I recommand you to set the threshold so high and run the code then check the folder whether it deleted all the pattern and take a backup. then decrease the threshold and again run the code, and take a backup Now check whether all the nonpattern image are deleted if little bit is not deleted by model.I recommand you to delete manually.If it also deleted the pattern image try to increase the threshold or create a proper training dataset image for training the model. Training dataset is very much important to avoid wrong predict and also check for overfitting using validation dataset if overfitting is occur use dropout to reduce the overfitting.

Due to company policy i cant show you the dataset. So that i cant show how i selected the training and test dataset.
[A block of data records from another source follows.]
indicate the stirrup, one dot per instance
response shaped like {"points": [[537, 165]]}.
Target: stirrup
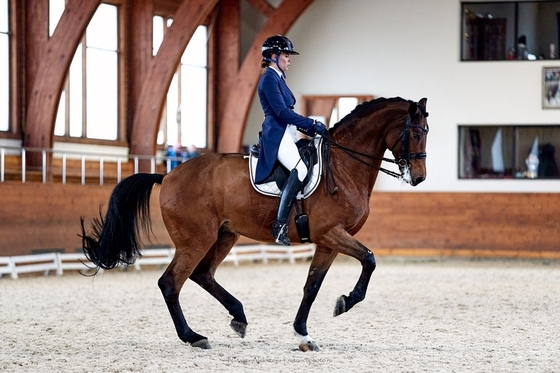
{"points": [[280, 233]]}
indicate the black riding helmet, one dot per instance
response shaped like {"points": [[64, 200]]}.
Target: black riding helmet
{"points": [[275, 45]]}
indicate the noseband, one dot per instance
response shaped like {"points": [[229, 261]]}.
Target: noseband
{"points": [[403, 161]]}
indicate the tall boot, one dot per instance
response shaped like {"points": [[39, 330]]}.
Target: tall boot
{"points": [[289, 193]]}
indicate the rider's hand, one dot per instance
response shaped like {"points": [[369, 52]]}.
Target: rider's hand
{"points": [[319, 128]]}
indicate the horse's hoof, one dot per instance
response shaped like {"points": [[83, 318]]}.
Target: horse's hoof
{"points": [[340, 306], [239, 328], [203, 344], [308, 346]]}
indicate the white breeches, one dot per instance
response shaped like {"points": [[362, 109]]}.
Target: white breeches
{"points": [[288, 153]]}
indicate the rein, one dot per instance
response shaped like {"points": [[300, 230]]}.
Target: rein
{"points": [[402, 161]]}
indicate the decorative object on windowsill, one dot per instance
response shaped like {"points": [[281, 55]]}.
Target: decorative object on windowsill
{"points": [[532, 160], [551, 93], [497, 153]]}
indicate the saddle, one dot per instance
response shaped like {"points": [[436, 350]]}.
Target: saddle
{"points": [[310, 153]]}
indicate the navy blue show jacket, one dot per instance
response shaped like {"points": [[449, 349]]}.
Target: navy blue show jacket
{"points": [[277, 101]]}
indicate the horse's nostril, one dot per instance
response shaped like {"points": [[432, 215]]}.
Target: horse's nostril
{"points": [[418, 180]]}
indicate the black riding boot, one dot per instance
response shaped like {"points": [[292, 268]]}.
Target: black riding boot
{"points": [[289, 193]]}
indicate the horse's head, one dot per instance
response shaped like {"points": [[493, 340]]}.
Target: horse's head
{"points": [[409, 148]]}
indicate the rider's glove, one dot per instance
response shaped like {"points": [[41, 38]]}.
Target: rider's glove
{"points": [[319, 128]]}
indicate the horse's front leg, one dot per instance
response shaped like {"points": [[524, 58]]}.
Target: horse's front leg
{"points": [[320, 264], [348, 245]]}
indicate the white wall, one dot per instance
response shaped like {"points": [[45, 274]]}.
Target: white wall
{"points": [[410, 48]]}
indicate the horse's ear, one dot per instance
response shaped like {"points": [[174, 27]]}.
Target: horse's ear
{"points": [[412, 109]]}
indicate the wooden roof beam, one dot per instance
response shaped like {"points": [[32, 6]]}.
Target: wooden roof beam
{"points": [[145, 123], [262, 6], [232, 124]]}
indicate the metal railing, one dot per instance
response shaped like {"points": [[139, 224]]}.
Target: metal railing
{"points": [[100, 158]]}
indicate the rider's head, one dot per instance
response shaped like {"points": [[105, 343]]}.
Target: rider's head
{"points": [[273, 46]]}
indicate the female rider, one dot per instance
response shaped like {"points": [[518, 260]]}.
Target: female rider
{"points": [[278, 136]]}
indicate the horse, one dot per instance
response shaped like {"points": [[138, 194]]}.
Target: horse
{"points": [[208, 202]]}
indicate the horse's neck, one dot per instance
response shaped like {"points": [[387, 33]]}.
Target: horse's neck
{"points": [[365, 136]]}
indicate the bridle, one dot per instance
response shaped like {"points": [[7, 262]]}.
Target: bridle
{"points": [[403, 161]]}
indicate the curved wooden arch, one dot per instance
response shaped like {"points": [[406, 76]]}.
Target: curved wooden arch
{"points": [[232, 124], [55, 60], [149, 106]]}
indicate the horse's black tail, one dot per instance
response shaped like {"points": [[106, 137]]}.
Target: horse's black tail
{"points": [[116, 239]]}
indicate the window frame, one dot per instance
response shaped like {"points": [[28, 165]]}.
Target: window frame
{"points": [[511, 47], [516, 144], [121, 139]]}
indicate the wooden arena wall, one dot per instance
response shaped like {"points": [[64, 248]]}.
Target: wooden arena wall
{"points": [[39, 217]]}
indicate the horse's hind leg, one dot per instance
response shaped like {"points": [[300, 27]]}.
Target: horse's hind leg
{"points": [[170, 284], [320, 264], [203, 275]]}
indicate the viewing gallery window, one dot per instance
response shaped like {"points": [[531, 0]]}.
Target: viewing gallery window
{"points": [[505, 152], [88, 105], [4, 67], [185, 116], [510, 30]]}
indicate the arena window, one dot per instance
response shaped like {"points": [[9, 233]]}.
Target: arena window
{"points": [[509, 152], [510, 30]]}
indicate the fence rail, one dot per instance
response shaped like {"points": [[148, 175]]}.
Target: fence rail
{"points": [[59, 262], [60, 161]]}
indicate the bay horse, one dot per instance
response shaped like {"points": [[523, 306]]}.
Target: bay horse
{"points": [[208, 202]]}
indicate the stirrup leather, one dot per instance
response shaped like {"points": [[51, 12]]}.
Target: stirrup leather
{"points": [[280, 233]]}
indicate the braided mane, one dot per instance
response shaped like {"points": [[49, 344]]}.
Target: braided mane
{"points": [[366, 108]]}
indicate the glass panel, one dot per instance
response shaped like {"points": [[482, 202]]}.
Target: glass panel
{"points": [[76, 94], [101, 94], [193, 106], [59, 123], [508, 152], [4, 24], [56, 8], [544, 142], [5, 86], [102, 30], [157, 33], [513, 30], [346, 105], [195, 53], [173, 117]]}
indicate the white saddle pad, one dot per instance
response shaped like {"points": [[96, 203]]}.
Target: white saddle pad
{"points": [[271, 189]]}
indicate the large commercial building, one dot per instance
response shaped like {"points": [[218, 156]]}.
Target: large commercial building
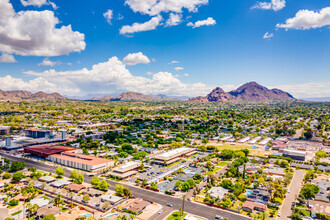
{"points": [[173, 156], [4, 130], [38, 133], [294, 154], [125, 170], [45, 151], [81, 161]]}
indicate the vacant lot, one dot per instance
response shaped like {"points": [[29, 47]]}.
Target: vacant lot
{"points": [[232, 146]]}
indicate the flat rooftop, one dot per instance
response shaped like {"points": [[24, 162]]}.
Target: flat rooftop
{"points": [[173, 153], [42, 149], [81, 158], [127, 167]]}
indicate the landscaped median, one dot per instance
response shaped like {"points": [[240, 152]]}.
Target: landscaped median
{"points": [[178, 215]]}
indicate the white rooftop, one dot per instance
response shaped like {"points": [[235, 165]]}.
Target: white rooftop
{"points": [[39, 202], [173, 152]]}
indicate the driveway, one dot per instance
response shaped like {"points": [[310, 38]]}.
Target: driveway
{"points": [[291, 197], [4, 214]]}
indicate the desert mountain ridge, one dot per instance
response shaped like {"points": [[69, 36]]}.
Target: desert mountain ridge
{"points": [[21, 95], [133, 96], [249, 92]]}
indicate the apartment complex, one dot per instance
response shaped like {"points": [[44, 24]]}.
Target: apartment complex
{"points": [[81, 161], [173, 156], [125, 170]]}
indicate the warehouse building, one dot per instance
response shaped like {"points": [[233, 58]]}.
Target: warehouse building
{"points": [[45, 151], [38, 133], [173, 156], [294, 154], [81, 161], [4, 130], [126, 170]]}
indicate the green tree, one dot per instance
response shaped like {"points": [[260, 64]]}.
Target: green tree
{"points": [[18, 176], [73, 174], [95, 181], [309, 190], [86, 198], [49, 217], [16, 166], [103, 185], [59, 171], [119, 189], [79, 179]]}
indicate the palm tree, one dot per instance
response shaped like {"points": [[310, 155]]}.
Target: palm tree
{"points": [[183, 198], [57, 200], [71, 194], [28, 206], [33, 208]]}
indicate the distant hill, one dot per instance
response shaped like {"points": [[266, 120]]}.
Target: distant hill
{"points": [[20, 95], [249, 92], [133, 96], [317, 99]]}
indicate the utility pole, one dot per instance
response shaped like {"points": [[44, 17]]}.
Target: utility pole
{"points": [[183, 198]]}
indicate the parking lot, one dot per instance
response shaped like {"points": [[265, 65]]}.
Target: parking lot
{"points": [[155, 172]]}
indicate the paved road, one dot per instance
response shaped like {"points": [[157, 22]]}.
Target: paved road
{"points": [[291, 197], [190, 207]]}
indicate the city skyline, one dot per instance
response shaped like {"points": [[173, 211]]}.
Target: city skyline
{"points": [[176, 48]]}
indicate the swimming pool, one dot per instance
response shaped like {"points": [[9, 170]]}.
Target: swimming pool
{"points": [[109, 216], [86, 214]]}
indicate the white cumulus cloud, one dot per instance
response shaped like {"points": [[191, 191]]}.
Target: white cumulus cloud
{"points": [[113, 77], [38, 3], [155, 7], [268, 35], [179, 68], [307, 90], [306, 19], [136, 58], [275, 5], [139, 27], [47, 62], [7, 58], [173, 20], [108, 15], [207, 22], [38, 84], [34, 33]]}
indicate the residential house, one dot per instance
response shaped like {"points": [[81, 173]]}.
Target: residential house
{"points": [[217, 192]]}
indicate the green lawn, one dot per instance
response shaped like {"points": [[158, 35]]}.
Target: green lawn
{"points": [[213, 171], [232, 146], [16, 213], [176, 216], [222, 163]]}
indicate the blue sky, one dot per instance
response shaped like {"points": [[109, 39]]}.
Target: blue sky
{"points": [[78, 47]]}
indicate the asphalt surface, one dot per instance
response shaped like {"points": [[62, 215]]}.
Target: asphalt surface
{"points": [[291, 196], [190, 207]]}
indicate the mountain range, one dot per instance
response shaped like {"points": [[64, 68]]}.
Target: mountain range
{"points": [[249, 92], [133, 96], [20, 95]]}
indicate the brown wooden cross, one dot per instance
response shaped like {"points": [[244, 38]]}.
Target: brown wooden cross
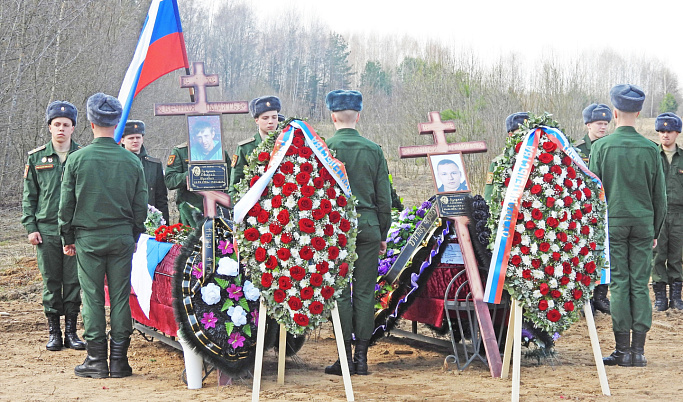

In monogram all the process are same but i added extra predict, In pattern the model going to predict just whether the image is patter or not (0’s and 1’s).but in monogram the model going to predict the letter and also monogram or not.for example

Monogram
Not a Monogram

The monogram is combination of two letter, The letter tells initial letter of a two name of the person.

if a image contain more then two letter means it not a monogram.

why i am forcing the model to predict the letter because the model should learn pattern of the each letter.So that it will predict the complex monogram such as complex designed letter and also the model will know how many letter present in the image.More than two letter present means the model will predict the image has not a monogram.

In my case i trained the model one to three letter has monogram. More then three letter means it is not a monogram.But monogram is a two letter design only.

Here is the code link for monogram

Steps:

  • First create the training and validation dataset
  • then create the original dataset hdf5 file
  • Train the model with training and validation dataset
  • then test the trained model if it is not predicting well means try to change the training dataset and retrain it again.
  • Load the trained model and original dataset then predict the original dataset and store the predicted value has numpy file.
  • now delete the image using numpy file.

Thanks for reading my blog, I know it is not a clearly explained but i try to improve it.